President Joe Biden is set to sign a “Made in America” executive order Monday, fulfilling a long-time campaign promise to increase the amount of federal spending that goes to American companies.
The announcement comes at a time when the government is set to spend expansively on efforts to defeat COVID-19, and after a period during which vulnerabilities in the U.S. supply chain were exposed as state and local governments resorted to foreign manufacturers to obtain desperately-needed personal protective equipment.
The federal government spends about $600 billion on contracting per year, and there are already rules in place governing how taxpayer dollars can be spent, how much foreign products can be purchased, and how many foreign components can be brought to the U.S. and assembled here. However, waivers and loopholes allow even more foreign product to be purchased than the rules state.
Biden’s executive order will aim to close those loopholes and cut down on the waivers, as well as order an increase in domestic content. It will also redefine what can count as domestic content, create a public website so U.S. companies can more easily see government contract business and determine whether they could make a more competitive bid for it.
The executive order will also create a new senior role at the Office of Management and Budget to oversee the implementation of these new efforts.

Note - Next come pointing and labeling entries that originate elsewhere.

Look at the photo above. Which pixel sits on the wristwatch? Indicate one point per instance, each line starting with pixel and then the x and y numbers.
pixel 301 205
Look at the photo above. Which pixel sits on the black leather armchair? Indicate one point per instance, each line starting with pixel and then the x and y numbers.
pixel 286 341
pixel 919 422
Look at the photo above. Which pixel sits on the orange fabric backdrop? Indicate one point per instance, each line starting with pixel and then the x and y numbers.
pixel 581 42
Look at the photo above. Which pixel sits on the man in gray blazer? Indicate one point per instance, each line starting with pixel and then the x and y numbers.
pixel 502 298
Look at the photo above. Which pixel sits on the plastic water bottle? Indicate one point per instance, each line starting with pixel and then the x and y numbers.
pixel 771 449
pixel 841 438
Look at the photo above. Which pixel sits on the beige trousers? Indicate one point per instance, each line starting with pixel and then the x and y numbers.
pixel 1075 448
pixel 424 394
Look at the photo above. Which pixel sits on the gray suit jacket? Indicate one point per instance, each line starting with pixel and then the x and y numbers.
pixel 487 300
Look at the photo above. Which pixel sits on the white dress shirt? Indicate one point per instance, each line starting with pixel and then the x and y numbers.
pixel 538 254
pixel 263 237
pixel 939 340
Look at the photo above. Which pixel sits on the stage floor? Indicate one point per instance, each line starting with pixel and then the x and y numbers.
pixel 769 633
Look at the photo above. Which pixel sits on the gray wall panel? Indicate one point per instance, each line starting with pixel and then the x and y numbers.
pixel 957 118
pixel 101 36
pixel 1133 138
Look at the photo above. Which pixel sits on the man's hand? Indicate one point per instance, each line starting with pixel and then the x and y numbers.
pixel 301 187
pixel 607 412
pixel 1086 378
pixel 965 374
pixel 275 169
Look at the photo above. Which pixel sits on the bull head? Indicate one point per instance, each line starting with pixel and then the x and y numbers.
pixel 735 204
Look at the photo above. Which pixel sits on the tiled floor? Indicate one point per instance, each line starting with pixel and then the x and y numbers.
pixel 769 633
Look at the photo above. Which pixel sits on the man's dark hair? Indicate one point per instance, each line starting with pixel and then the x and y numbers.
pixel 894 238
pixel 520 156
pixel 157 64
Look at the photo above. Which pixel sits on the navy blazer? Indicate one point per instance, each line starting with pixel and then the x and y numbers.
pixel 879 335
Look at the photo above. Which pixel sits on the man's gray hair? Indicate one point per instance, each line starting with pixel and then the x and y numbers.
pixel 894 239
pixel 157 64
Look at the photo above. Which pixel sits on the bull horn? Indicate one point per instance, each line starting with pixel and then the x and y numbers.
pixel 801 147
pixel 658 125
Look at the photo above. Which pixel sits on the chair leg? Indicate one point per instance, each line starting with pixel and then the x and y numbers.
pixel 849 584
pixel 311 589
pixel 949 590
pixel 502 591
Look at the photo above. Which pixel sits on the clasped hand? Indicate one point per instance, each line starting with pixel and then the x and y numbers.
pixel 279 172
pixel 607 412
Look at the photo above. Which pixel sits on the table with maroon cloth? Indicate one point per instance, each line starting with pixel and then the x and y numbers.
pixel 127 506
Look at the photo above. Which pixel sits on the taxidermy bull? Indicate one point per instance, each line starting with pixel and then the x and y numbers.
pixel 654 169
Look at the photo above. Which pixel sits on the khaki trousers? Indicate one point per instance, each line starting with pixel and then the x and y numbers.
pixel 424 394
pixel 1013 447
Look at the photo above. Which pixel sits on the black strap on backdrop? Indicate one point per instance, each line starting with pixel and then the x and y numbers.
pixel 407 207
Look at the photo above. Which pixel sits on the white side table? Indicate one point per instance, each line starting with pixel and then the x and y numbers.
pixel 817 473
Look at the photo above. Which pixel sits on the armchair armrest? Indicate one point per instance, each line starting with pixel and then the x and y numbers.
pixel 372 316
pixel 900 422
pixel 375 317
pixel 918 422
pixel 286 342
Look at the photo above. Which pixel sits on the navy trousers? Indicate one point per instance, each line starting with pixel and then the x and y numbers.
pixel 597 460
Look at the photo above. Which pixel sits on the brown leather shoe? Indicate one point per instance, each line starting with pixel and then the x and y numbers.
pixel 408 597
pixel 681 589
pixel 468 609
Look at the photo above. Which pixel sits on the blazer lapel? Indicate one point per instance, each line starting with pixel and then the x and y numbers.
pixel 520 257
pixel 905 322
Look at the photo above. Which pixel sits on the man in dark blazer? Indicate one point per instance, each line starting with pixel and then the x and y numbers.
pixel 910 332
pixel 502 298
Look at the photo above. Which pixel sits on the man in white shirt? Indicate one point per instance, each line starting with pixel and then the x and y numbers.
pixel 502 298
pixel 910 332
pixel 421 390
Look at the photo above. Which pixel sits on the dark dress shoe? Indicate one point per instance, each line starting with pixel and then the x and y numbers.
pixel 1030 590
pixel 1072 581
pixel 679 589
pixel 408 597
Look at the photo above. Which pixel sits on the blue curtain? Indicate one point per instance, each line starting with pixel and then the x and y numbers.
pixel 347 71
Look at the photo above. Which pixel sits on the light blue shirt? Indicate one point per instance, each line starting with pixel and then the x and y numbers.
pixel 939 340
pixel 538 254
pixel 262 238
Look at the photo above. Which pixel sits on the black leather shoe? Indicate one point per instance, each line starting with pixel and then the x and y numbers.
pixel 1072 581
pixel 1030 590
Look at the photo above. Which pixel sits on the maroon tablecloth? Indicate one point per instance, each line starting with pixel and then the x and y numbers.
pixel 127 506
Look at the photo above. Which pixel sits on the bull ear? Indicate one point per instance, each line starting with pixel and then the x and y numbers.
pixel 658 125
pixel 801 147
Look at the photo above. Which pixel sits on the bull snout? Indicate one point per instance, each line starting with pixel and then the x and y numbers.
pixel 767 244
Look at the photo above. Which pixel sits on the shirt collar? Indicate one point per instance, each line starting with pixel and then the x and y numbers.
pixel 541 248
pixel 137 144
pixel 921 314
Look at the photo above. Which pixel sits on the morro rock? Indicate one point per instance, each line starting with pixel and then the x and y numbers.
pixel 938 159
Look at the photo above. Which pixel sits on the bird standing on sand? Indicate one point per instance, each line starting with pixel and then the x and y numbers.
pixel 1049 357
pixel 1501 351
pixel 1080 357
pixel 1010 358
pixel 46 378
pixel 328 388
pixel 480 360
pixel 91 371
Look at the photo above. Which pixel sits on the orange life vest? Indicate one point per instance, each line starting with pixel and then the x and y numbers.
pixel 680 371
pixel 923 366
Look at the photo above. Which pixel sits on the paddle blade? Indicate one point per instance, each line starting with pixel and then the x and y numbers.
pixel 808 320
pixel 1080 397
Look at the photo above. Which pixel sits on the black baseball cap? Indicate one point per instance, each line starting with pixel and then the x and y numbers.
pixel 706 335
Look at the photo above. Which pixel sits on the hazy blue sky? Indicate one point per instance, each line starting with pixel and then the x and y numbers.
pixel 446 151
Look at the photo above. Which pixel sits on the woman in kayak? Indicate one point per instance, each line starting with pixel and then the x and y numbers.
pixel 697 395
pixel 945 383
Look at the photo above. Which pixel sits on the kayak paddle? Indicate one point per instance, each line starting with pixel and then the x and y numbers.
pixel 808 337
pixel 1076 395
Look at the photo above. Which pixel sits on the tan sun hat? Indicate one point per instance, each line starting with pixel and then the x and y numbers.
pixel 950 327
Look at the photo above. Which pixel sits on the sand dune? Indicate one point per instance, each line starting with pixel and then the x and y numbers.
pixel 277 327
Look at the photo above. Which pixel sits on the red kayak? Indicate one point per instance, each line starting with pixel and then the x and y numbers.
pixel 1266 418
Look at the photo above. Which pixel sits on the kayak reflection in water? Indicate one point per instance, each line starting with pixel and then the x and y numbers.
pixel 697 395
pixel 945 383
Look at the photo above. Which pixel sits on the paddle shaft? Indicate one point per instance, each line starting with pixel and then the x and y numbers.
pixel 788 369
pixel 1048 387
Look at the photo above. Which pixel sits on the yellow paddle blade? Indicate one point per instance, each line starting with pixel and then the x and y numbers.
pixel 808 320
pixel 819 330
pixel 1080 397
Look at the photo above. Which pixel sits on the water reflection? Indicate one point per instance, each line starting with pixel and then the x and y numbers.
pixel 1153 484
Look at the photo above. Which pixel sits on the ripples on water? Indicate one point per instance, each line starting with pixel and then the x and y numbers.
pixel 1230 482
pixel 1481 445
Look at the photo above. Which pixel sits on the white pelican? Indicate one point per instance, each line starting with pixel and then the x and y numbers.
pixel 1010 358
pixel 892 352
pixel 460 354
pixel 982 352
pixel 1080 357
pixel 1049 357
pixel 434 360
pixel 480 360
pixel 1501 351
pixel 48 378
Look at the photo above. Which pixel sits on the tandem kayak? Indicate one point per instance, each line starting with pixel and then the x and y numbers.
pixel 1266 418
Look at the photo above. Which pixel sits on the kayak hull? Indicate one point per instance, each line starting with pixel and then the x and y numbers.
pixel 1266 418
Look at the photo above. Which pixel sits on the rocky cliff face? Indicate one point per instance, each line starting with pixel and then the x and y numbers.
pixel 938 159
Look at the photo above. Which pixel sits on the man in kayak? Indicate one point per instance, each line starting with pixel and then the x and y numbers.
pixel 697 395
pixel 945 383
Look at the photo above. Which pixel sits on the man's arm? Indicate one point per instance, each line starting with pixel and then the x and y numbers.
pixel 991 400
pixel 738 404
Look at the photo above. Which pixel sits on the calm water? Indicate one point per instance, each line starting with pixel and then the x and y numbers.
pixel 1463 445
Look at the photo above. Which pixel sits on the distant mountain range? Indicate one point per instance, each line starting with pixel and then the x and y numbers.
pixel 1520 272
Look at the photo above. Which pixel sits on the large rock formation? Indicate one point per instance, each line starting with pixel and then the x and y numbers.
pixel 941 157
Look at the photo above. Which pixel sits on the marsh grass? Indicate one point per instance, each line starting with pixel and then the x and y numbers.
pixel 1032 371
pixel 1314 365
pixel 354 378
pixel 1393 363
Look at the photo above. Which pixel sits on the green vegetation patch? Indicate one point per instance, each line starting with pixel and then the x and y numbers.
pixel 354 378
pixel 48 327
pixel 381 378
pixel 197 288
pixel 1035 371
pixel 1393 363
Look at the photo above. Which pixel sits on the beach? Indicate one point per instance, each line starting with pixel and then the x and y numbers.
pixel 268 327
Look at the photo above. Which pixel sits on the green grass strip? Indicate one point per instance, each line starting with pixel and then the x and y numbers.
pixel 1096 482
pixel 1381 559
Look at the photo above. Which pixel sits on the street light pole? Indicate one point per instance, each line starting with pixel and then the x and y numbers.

“The goal is to make sure that companies can’t undermine or get around the purpose of the Made in America rules by importing largely foreign made products, making modest changes or tweaks on shore that add little value for American workers or American industry, don’t actually utilize America’s manufacturing capabilities, and will also close loopholes so that content rules drive new opportunities for American businesses and workers,” a senior administration official said on a call with reporters.
President Donald Trump also signed an executive order in April 2017 instructing the government to review federal contracts and minimize waivers to “Buy American” requirements. But the Trump administration did not significantly increase purchases of U.S.-made goods, and a senior Biden administration official criticized the failure:
“… when you look at the outcome, there was no real material change in either the way in which domestic content was measured, the stringency of the domestic content requirements, or the utilization of waivers to the Buy America provisions. So, you know, in practice, nothing happened,” the official said.
Much of Biden’s executive order closely echoes the “Buy American” portion of his Build Back Better policy launched during the general election campaign. Biden pledged to crack down on false advertising on made in America products, use of waivers and sought to support small businesses in particular to apply for contracts for procurement needs.
When pressed, however, for a specific target increase in U.S.-made purchasing the administration is hoping to achieve, administration officials did not yet have an answer. It’s up to the Foreign Acquisition Regulation Council to determine how much foreign content is allowable, and how much domestic purchasing is mandatory.
The Biden administration is pitching the “Buy American” plan as an effort to not only help U.S. businesses during the pandemic, but to begin addressing structural inequality in our economy.
“[Monday], he’s going to take a major step toward his goal of rebuilding the backbone of America, manufacturing, unions and the middle class, and it’s based on his that, making sure that we are making things in America and all of America is core to our economic strategy,” a senior administration official said.